Table 10 Computational performance comparison.

Conclusion

This paper presents a novel enhancement to the YOLO-NAS detection framework by incorporating DenseNet-SPAP fusion for spatial-context awareness, the MISH activation function for improved generalization, and ABC optimization for fine-tuning key parameters. These integrated advancements address critical gaps in handling occlusion and real-time performance under constrained datasets. Our results demonstrate that even with limited training data, careful architectural and optimization choices can yield high-accuracy, low-latency object detection. The methodology sets the stage for broader evaluations across standard benchmarks and real-world deployments, offering a new direction for lightweight and adaptive detection models. The results reached a mean average precision of 91.23, 93.23, and 92.13 at 0.5, 0.75, and 0.95, respectively.
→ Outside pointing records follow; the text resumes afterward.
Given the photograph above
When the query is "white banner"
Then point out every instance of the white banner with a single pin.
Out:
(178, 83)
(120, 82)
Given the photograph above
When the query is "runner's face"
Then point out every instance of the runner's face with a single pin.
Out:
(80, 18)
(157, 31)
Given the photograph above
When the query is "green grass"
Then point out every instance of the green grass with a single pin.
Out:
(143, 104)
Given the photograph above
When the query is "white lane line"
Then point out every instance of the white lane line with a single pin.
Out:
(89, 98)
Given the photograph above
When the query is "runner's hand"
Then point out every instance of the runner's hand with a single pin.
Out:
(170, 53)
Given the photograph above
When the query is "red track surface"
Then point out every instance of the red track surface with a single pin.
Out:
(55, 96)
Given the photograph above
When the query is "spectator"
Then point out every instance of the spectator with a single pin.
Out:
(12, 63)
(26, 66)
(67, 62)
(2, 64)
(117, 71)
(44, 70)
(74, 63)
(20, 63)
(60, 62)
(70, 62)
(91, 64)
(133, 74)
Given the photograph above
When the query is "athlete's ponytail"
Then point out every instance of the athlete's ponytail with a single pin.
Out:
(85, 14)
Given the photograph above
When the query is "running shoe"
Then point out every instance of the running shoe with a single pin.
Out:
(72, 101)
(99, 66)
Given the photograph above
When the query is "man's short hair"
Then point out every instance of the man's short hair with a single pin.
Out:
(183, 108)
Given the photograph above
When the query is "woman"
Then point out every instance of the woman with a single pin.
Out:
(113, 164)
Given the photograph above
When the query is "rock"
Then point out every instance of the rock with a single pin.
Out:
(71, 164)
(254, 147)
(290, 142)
The proposed model can recognize objects from various viewpoints, angles, and images in varying situations: noisy, hazy, bright, dark, or occluded. The model is pruned using the already proposed pruning algorithm. In the proposed model, the traditional activation function of the YOLO-NAS model, i.e., ReLU, is modified with the MISH activation function to improve the regularization and generalization of the model. Layers of the YOLO model are merged with DenseNet SPAP to improve the model’s detection accuracy. An enhanced ABC optimization technique is applied to improve the model further. In comparison to SOTA models, the performance of the suggested model comes out to be much better. Numerous real-time applications, including remote sensing images, weapon detection, video surveillance cameras, etc., can leverage this paradigm. The YOLO-NAS model helps improve the accuracy and reduce the latency, which helps balance the overall model’s speed and precision. This model seems to be effective, especially when it comes to occlusions and using variable lighting situations, but more experiments with different real-world situations must be done to demonstrate its efficiency fully. The model can detect small objects in its current state, but it may be improved further to detect ultra-small objects. According to the benchmarking results on the ground at present, YOLO-NAS has exhibited competitive performance in real-time object detection, but its performance is likely to differ based on the data set and deployment context.